Mr. Cheney arrived in Beijing Tuesday and attended a dinner in his honor at the Great Hall of the People. At closed-door talks with his Chinese counterpart, Zeng Qinghong, the U.S. vice president said Washington opposes any attempt to change the status quo across the Taiwan Strait.
Ahead of his arrival, China said it would tell him the United States must correct its practice of selling weapons to Taiwan. Those sales have irritated the government in Beijing for the past 25 years, since Congress passed a law requiring that Washington help the Taiwanese defend themselves.
At the Tuesday evening banquet, Vice President Zeng said his country places great importance on the Cheney visit. Mr. Cheney said Washington believes the two countries can do good work together.
In talks Wednesday, Mr. Cheney is expected to urge that China revalue its currency to help stem a loss of American jobs and a record U.S trade deficit with Beijing.
Mr. Cheney arrived in China from Japan, where he pledged the United States will do all it can to win the release of three Japanese civilians kidnapped in Iraq.
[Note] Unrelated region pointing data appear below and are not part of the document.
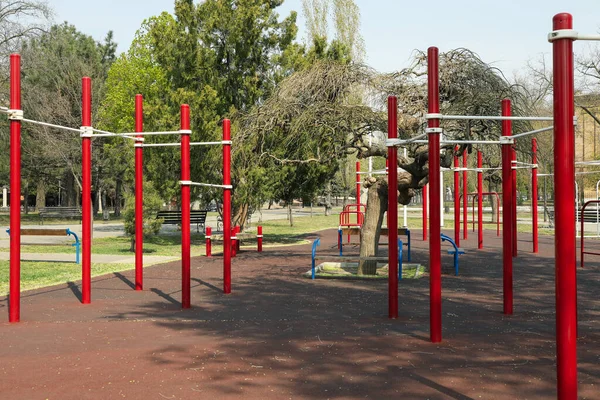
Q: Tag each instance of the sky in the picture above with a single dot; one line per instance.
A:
(506, 34)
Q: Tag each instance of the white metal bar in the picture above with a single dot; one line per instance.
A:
(486, 117)
(66, 128)
(533, 132)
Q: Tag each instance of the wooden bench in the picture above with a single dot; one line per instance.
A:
(51, 232)
(355, 230)
(59, 212)
(197, 217)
He said Washington will stand by Tokyo to overcome what he called the "trials of today."
The vice president will go to South Korea on the final leg of his week-long Asian tour.
Hours before Mr. Cheney arrived in Beijing, China announced that seven of its nationals who were abducted in Iraq have been released. Officials said the seven men were in good spirits Tuesday following their release.
Gunmen captured the men Sunday in the city of Fallujah, west of Baghdad, where officials said the Chinese were traveling on business.
Information for this report is provided by AP, AFP and Reuters.